J’aimerais relire au moins le début de la lecture, je ne lis que la 1° phrase, mais c’est toute la 1° partie qu’il faudrait relire : « La multitude de ceux qui étaient devenus croyants avait un seul cœur et une seule âme. » Et la description qui suit nous montre une belle communauté dont la vie a été source d’inspiration pour beaucoup de communautés. Alors, c’est vrai que tout n’a pas toujours été aussi beau mais, c’est vraiment vers cet idéal que voulaient tendre tous les membres. Cette première partie de la lecture nous permet de comprendre que ce sont les belles communautés qui feront émerger les belles personnes. Il y a comme une fécondation mutuelle, un cercle vertueux, la belle communauté fait émerger de belles personnes et les belles personnes permettent à la communauté de rester belle. C’est une loi générale : la vie engendre la vie, ceux qui donnent leur vie par amour suscitent, à leur tour, le désir chez d’autres de se donner sans retenue. Barnabé ne deviendra ce grand témoin que parce qu’il y a eu cette communauté généreuse qui a été capable de l’engendrer.

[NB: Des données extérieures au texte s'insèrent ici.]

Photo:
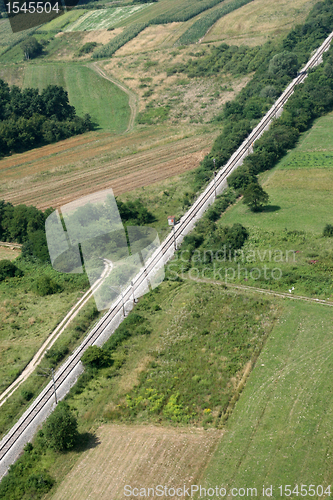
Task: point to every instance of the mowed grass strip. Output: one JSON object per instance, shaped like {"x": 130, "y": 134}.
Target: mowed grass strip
{"x": 299, "y": 201}
{"x": 140, "y": 456}
{"x": 87, "y": 92}
{"x": 280, "y": 431}
{"x": 104, "y": 18}
{"x": 59, "y": 22}
{"x": 300, "y": 187}
{"x": 254, "y": 23}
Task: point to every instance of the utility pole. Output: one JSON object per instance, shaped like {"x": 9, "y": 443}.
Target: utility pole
{"x": 47, "y": 373}
{"x": 171, "y": 222}
{"x": 132, "y": 285}
{"x": 118, "y": 289}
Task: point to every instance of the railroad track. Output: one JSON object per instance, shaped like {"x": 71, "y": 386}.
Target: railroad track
{"x": 158, "y": 259}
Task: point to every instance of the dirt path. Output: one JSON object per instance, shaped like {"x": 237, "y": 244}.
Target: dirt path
{"x": 54, "y": 336}
{"x": 266, "y": 291}
{"x": 132, "y": 98}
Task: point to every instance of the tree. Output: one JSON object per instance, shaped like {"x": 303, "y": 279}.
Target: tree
{"x": 31, "y": 48}
{"x": 255, "y": 197}
{"x": 61, "y": 428}
{"x": 9, "y": 270}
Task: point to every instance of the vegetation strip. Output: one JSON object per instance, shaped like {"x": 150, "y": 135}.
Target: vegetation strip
{"x": 202, "y": 25}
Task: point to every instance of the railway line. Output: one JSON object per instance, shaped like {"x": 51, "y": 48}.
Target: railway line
{"x": 12, "y": 444}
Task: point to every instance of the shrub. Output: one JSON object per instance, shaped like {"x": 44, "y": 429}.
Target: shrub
{"x": 60, "y": 428}
{"x": 9, "y": 270}
{"x": 45, "y": 285}
{"x": 328, "y": 231}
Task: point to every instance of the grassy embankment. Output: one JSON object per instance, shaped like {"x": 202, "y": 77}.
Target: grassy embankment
{"x": 87, "y": 92}
{"x": 300, "y": 206}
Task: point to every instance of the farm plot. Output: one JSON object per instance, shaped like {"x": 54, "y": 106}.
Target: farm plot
{"x": 87, "y": 91}
{"x": 300, "y": 187}
{"x": 8, "y": 38}
{"x": 281, "y": 430}
{"x": 141, "y": 456}
{"x": 60, "y": 22}
{"x": 79, "y": 175}
{"x": 258, "y": 21}
{"x": 104, "y": 18}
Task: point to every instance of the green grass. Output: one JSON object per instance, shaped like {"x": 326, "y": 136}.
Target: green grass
{"x": 7, "y": 37}
{"x": 192, "y": 344}
{"x": 60, "y": 22}
{"x": 24, "y": 324}
{"x": 87, "y": 91}
{"x": 300, "y": 185}
{"x": 104, "y": 18}
{"x": 280, "y": 431}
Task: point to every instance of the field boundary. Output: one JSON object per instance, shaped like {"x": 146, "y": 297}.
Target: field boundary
{"x": 132, "y": 98}
{"x": 264, "y": 291}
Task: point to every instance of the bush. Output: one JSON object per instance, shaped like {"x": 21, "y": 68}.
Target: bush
{"x": 46, "y": 286}
{"x": 328, "y": 231}
{"x": 9, "y": 270}
{"x": 96, "y": 357}
{"x": 60, "y": 428}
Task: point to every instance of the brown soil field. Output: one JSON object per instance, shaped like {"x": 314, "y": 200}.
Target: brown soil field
{"x": 9, "y": 253}
{"x": 59, "y": 173}
{"x": 259, "y": 21}
{"x": 139, "y": 456}
{"x": 154, "y": 37}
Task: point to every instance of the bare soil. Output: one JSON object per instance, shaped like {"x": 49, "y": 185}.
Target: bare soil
{"x": 139, "y": 456}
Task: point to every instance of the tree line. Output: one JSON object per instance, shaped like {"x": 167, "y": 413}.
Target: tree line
{"x": 29, "y": 119}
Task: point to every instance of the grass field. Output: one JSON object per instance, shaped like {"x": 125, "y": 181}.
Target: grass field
{"x": 7, "y": 37}
{"x": 300, "y": 187}
{"x": 258, "y": 21}
{"x": 60, "y": 22}
{"x": 24, "y": 325}
{"x": 280, "y": 432}
{"x": 171, "y": 457}
{"x": 87, "y": 92}
{"x": 104, "y": 18}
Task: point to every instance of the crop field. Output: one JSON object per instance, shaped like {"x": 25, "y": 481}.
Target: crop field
{"x": 258, "y": 21}
{"x": 57, "y": 174}
{"x": 300, "y": 187}
{"x": 7, "y": 37}
{"x": 280, "y": 431}
{"x": 87, "y": 92}
{"x": 104, "y": 18}
{"x": 172, "y": 457}
{"x": 60, "y": 22}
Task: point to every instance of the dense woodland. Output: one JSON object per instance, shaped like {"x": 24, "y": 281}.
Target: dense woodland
{"x": 29, "y": 119}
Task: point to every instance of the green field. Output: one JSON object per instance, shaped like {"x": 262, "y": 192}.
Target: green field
{"x": 59, "y": 22}
{"x": 87, "y": 91}
{"x": 281, "y": 430}
{"x": 300, "y": 187}
{"x": 104, "y": 18}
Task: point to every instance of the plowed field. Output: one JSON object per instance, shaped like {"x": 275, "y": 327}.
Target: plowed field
{"x": 56, "y": 174}
{"x": 141, "y": 457}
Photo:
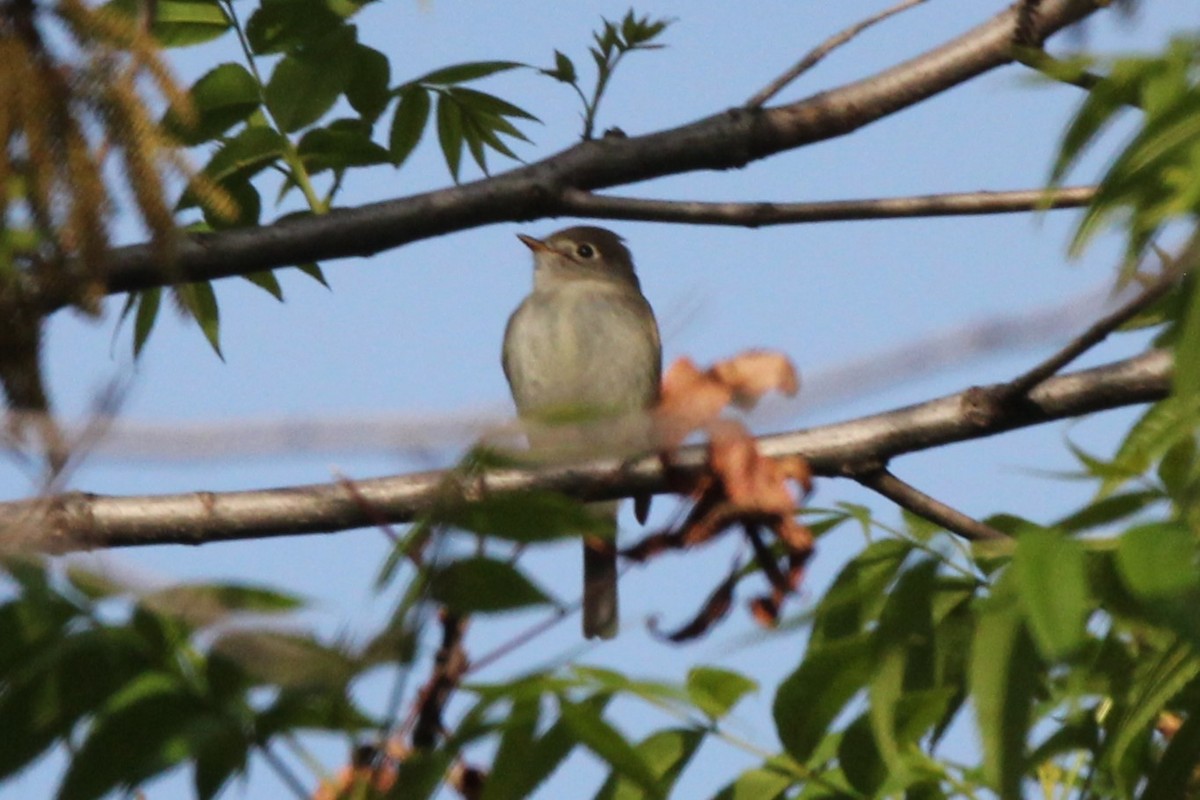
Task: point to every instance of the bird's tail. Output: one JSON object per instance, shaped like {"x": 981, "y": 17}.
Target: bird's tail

Le point que je me contenterai de souligner aujourd’hui à propos de Barnabé concerne son nom. C’est assez rare, mais voilà un homme dont on a complètement oublié le nom, on ne se rappelle que du surnom qui lui a été donné. Le texte des Actes nous le présente par son nom en précisant immédiatement son surnom : « Il y avait un lévite originaire de Chypre, Joseph, surnommé Barnabé par les Apôtres. » Et on apprend que ce surnom n’a pas été choisi au hasard, ce n’est pas un sobriquet, les apôtres lui ont choisi ce surnom entre tous, en effet, Barnabé veut dire : « homme du réconfort » certaines traductions disent « fils d’encouragement » et la suite du livre va nous montrer qu’il mérite bien ce nom ! En effet, qui se chargera d’accueillir Paul pour le lancer dans cette mission qui lui a été confiée par Jésus ? C’est Barnabé ! Mais tous les chrétiens ne seront pas forcément ravis de voir arriver l’ancien persécuteur, alors qui aidera Paul à se faire accepter et à surmonter les nombreux obstacles ? C’est encore Barnabé, le fils d’encouragement ! Quand il y aura une mission difficile, par exemple accompagner et soutenir la fragile et enthousiaste communauté d’Antioche, à qui on fera appel ? A Barnabé, précisément parce qu’il est le fils d’encouragement ! Bref, toutes les missions délicates lui seront confiées car les responsables de l’Eglise avaient compris qu’en cas de problèmes, les communautés et les personnes avaient plus besoin d’accueillir un fils d’encouragement qu’un accusateur redresseur de torts. J’avais un confrère qui parlait d’une de ses paroissiennes, catéchistes au long cours en la nommant : la rectifieuse automatique. Quoi qu’il dise, quoique les autres disent, elle rectifiait en citant le Catéchisme de l’Eglise Catholique. C’est bien évident qu’elle finissait par décourager tous ceux qui l’approchaient. Barnabé, c’était exactement le contraire !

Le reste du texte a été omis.